Aziende del domani: l’etica entra nel business plan
Stop al malcostume, bandita la furbizia. Parte da un’analisi critica la nuova consapevolezza dei Giovani Imprenditori di Padova e Rovigo. Inchieste e scandali che hanno colpito il Veneto non li hanno lasciati indifferenti. In azienda va quindi alzato il grado di attenzione verso i temi etici. Le proposte sono nette e coinvolgono in prima persona i capitani d’azienda: bilancio sociale obbligatorio e defiscalizzazione per le aziende che lo propongono, ferma contrarietà all’incorporazione dell’economia sommersa nel calcolo del PIL. E dentro il movimento Giovani di Confindustria, autosospensione dagli incarichi per chi è sotto indagine. La presunzione di innocenza è un caposaldo – sostengono i Giovani Imprenditori – ma oggi dare l’esempio di correttezza è il punto di svolta per una nuova cultura della legalità. La centralità dell’etica sarà anche il fulcro dell’education proposta agli studenti di tutte le età. “Ri-scrivere l’Italia”, partendo dai più giovani.

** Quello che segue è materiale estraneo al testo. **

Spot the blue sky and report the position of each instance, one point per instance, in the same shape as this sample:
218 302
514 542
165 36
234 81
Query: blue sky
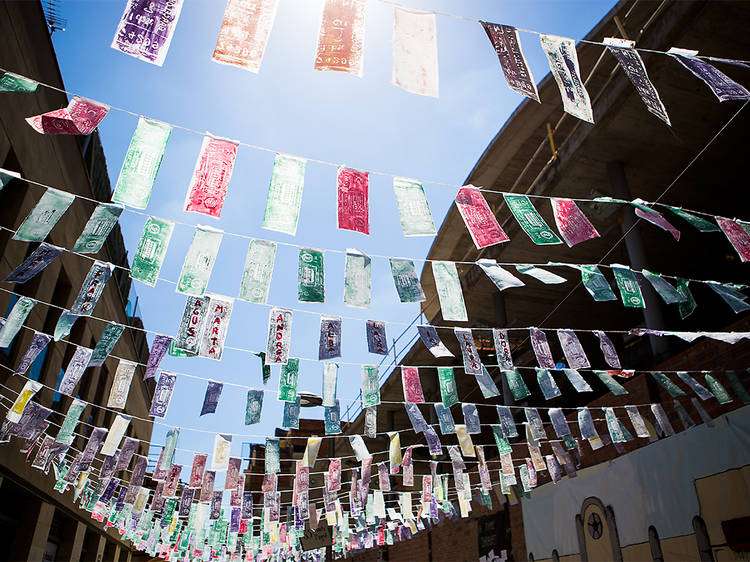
365 123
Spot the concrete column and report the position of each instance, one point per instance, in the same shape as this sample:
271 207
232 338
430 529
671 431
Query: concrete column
41 532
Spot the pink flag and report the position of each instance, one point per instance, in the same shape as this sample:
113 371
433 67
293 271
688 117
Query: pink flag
244 33
412 387
738 235
353 200
482 224
80 118
341 39
573 225
211 176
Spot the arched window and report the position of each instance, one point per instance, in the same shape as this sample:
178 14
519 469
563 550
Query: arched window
655 544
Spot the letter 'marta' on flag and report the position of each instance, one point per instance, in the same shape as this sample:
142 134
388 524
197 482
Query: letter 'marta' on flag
279 336
563 62
80 118
448 288
211 176
530 220
721 85
256 277
244 33
573 225
413 209
44 216
311 276
504 39
738 234
341 38
15 320
285 194
34 264
146 28
481 223
217 324
632 64
92 288
142 162
415 60
162 394
152 249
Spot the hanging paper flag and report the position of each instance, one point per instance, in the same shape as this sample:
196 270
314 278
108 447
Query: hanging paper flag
285 194
507 45
199 261
92 288
546 277
563 62
471 360
530 220
721 85
38 342
80 118
411 385
244 33
279 336
211 176
142 163
630 291
515 382
596 284
192 324
288 381
162 394
376 339
478 217
311 276
341 38
216 326
44 216
415 62
632 64
145 30
35 263
118 394
152 250
573 350
573 225
448 286
220 457
15 320
541 348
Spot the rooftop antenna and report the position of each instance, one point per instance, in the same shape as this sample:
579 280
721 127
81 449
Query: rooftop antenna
52 15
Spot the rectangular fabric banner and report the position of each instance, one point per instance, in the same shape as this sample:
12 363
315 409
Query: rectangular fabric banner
415 62
341 38
413 209
563 62
142 163
152 250
256 277
507 45
44 216
448 287
211 176
478 217
311 276
285 194
216 326
145 29
244 33
199 261
632 64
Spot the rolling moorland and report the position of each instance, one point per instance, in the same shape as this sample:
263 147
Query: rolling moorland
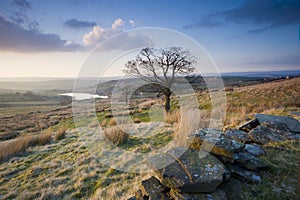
43 157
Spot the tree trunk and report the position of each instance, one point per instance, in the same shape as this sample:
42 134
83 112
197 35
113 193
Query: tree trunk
167 103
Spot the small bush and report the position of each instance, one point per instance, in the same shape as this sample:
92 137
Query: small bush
61 133
116 135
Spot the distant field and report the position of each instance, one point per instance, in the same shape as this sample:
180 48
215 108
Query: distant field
25 107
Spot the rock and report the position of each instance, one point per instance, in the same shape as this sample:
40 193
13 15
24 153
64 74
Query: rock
189 173
226 175
254 149
264 135
216 195
248 126
153 189
218 145
243 174
132 198
249 161
292 124
237 135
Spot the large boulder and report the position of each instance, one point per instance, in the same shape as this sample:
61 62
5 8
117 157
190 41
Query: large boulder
243 174
264 135
272 131
213 140
249 161
152 189
292 124
254 149
237 135
216 195
188 172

Rodolfo Cetera – presidente Giovani Imprenditori Confindustria Padova
«Riscrivere il Paese significa in primo luogo rileggere il passato recente e il presente. Da questo nasce la nostra consapevolezza che l’impresa oggi abbia un ruolo attivo nella vita civile e sia un cuscinetto sociale a tutti gli effetti. Questo cambio di prospettiva nel mettere a fuoco l’identità delle aziende è quello che chiediamo alla società e alla politica. Solo in questo modo possono nascere strategie di lungo respiro sul sistema Italia. Quello che chiediamo, in fondo, è di tornare ad essere imprenditori, tornare a fare impresa e a far sì che l’impresa sia cuscinetto sociale, ma soprattutto motore di crescita, catalizzatore di competenze. Servono però scelte politiche coraggiose, drastiche e anche impopolari facendo ognuno, noi compresi, i sacrifici necessari, ma che raddrizzino il Paese».

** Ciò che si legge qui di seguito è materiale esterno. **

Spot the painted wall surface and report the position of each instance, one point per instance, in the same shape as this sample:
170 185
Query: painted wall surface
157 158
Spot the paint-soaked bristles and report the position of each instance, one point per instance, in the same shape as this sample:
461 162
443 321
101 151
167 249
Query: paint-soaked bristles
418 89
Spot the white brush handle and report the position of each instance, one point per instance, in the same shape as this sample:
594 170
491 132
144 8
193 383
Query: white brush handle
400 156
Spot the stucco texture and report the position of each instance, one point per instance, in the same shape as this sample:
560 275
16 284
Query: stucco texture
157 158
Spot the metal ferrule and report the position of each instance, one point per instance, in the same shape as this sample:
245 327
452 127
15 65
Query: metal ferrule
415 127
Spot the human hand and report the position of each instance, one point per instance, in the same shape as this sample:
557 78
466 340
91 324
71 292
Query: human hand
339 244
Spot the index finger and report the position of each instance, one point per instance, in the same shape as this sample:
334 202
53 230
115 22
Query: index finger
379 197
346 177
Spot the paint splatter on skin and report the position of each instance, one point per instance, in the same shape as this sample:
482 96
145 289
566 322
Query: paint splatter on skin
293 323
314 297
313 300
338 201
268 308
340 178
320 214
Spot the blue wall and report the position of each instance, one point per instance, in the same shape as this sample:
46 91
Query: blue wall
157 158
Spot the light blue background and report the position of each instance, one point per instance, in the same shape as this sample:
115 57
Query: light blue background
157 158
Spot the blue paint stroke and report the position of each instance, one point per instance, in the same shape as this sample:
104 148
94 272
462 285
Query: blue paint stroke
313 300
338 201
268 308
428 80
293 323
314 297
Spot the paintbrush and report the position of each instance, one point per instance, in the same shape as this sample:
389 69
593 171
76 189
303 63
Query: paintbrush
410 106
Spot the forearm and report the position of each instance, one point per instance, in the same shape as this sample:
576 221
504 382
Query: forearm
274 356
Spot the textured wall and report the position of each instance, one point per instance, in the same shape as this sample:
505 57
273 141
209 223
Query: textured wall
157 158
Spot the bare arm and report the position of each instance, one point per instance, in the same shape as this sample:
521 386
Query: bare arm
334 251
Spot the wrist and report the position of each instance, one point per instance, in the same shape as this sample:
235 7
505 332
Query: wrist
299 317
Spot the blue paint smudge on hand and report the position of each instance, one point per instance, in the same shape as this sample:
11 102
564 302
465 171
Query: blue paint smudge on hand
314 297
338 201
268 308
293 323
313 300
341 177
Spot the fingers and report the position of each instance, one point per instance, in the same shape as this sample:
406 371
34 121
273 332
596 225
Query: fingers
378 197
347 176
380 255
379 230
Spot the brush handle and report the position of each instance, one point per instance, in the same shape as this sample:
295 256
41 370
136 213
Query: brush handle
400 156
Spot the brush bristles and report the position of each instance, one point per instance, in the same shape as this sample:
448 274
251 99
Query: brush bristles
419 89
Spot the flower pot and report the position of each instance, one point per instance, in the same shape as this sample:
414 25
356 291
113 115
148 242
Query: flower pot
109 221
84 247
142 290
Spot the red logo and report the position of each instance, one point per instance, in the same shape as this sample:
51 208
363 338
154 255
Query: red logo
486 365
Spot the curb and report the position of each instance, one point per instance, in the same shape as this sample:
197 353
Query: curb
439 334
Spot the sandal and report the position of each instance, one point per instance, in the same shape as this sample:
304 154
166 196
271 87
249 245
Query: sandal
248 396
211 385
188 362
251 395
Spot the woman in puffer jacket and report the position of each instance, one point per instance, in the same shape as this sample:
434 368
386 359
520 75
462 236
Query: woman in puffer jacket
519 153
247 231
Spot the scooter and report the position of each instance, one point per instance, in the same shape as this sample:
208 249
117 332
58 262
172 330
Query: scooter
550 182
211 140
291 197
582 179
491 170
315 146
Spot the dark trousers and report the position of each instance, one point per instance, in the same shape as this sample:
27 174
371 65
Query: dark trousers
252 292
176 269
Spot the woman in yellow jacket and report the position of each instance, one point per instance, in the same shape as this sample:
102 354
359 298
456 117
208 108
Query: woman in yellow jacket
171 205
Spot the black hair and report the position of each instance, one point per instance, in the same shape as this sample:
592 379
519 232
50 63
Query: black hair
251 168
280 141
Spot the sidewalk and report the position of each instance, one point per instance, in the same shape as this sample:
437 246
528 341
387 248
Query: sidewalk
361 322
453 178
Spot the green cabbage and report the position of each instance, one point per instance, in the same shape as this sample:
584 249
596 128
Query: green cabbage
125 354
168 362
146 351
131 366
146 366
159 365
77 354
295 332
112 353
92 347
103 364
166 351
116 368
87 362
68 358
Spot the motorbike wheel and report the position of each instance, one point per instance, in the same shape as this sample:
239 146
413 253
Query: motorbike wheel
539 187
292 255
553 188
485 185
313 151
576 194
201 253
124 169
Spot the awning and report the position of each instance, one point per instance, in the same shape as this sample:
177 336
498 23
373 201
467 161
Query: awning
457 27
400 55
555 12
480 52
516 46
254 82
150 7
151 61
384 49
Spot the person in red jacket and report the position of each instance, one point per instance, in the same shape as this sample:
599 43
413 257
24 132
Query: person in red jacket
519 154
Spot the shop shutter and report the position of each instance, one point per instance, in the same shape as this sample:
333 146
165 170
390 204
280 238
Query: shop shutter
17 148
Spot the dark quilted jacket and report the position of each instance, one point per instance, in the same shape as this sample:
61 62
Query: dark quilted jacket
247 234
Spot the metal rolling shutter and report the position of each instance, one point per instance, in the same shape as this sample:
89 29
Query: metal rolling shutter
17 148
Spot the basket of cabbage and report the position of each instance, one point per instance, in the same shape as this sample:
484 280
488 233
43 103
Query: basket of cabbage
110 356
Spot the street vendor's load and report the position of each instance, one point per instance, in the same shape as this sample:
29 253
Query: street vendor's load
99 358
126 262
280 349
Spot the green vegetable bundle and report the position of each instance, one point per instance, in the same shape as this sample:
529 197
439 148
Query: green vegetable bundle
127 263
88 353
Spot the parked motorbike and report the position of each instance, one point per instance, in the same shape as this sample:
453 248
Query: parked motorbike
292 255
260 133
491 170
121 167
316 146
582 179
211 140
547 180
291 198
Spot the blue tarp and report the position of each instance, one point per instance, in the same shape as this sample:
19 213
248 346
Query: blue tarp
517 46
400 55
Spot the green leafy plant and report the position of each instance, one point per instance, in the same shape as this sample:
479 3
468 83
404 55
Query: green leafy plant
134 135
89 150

Andrea Pascucci – presidente Giovani Imprenditori Unindustria Rovigo
«L’attuale panorama economico italiano rende ormai improrogabili scelte forti in ambito di politica per le imprese. Ciò che manca è una pianificazione di medio e lungo periodo che sia sistematica e non impulsiva. Gli obiettivi generali sono ormai chiari, condivisibili e condivisi. Ma oggi è fondamentale passare dal “che cosa” al “come”. Per questo chiediamo una strategia concreta e con misure efficaci che impattino direttamente sulla quotidianità delle imprese e delle persone. L’attaccamento al territorio e ai propri collaboratori è sempre stato un potente fattore motivazionale per gli imprenditori, ma oggi sono urgenti misure di valorizzazione del potenziale delle aziende».